Publication year - 2019
Publication title -
british journal of dermatology
Language(s) - English
Resource type - Journals
SCImago Journal Rank - 2.304
H-Index - 179
eISSN - 1365-2133
pISSN - 0007-0963
DOI - 10.1111/bjd.17553
Subject(s) - x chromosome , biology , mutant , genetics , hypoplasia , chromosome , mutation , gene , gene mutation , x inactivation , anatomy
Summary This report from Germany and France describes four women with focal dermal hypoplasia (FDH), a genetic condition affecting the skin, skeleton, teeth and eyes. FDH is caused by a mutant (abnormal) gene called PORCN, found on the X chromosome. Male embryos with the mutant gene do not usually survive. Females are more complicated. Firstly, they have two X chromosomes, but for FDH to show up it only needs the mutant gene to be present on one of them. Secondly, soon after conception one of the two X chromosomes in each cell of the embryo is randomly deactivated. Cell lines (daughter cells) from cells where the normal X chromosome remains active develop normally ; cell lines where the abnormal X chromosome remains active develop abnormally owing to the mutant gene.
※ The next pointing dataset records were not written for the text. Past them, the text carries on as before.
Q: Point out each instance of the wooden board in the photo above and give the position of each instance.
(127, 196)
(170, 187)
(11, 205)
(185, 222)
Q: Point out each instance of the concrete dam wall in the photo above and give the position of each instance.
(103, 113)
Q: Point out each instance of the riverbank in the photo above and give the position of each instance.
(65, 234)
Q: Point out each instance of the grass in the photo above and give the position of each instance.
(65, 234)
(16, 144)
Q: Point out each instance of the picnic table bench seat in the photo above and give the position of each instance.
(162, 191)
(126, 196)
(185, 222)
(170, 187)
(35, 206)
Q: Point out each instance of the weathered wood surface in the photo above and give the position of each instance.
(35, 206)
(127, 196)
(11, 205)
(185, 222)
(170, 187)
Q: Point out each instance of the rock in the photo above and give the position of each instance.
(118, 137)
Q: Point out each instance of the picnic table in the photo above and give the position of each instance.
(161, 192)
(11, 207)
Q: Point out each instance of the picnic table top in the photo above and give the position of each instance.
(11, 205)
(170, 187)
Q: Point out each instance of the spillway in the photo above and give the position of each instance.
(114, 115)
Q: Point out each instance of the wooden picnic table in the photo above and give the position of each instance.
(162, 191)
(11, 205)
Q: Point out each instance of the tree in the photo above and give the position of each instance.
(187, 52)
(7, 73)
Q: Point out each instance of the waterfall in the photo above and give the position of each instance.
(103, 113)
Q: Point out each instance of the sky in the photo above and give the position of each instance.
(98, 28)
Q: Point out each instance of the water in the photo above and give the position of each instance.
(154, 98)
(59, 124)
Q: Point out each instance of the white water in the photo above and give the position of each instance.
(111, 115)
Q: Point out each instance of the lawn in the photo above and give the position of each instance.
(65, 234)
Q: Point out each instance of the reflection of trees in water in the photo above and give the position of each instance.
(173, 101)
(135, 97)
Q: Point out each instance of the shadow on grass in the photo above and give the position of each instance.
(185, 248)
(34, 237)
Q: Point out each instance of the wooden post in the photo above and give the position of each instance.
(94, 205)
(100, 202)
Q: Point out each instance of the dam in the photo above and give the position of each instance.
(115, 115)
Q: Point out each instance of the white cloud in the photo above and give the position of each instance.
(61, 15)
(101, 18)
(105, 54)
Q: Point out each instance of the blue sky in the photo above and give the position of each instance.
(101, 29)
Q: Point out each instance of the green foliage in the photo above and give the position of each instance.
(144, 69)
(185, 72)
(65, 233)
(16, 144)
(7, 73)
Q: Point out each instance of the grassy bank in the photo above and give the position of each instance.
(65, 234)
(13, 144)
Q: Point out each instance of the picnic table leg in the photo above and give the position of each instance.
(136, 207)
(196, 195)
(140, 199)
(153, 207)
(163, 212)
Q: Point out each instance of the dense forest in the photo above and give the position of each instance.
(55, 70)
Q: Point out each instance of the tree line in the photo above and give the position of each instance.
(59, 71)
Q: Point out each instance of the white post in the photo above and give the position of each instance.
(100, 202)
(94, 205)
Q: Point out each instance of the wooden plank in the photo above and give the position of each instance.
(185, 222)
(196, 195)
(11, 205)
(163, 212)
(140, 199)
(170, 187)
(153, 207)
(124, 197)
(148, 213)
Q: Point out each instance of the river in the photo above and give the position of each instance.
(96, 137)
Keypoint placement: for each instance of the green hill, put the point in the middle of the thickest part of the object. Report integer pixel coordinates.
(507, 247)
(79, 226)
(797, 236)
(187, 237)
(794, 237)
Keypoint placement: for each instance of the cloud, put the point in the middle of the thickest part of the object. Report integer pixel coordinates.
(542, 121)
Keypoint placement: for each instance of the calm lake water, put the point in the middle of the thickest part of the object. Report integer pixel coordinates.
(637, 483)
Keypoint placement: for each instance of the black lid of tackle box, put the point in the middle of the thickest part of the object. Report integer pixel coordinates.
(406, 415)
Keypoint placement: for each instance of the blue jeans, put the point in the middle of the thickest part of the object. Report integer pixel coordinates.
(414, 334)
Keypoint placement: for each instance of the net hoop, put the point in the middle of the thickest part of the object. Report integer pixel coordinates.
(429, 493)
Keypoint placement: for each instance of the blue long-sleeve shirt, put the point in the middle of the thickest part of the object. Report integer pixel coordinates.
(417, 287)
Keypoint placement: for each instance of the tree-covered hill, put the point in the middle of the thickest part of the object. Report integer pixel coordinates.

This phenomenon, where cell lines in an individual represent different genetic populations, is called mosaicism (and, incidentally, explains why tortoiseshell cats are always female). The FDH mutation also frequently happens spontaneously after fertilisation, in the earliest stages of development, but before X chromosome deactivation. The main message from this report is that one cannot exclude FDH simply by using standard genetic tests on blood alone. In affected women, in whom the clinical signs may be subtle and a blood test negative, because of mosaicism the abnormal gene may still be found in those skin cells where the X chromosome carrying it remains active. Importantly, the ovaries may also contain such cells, in which case the condition could be passed on to children.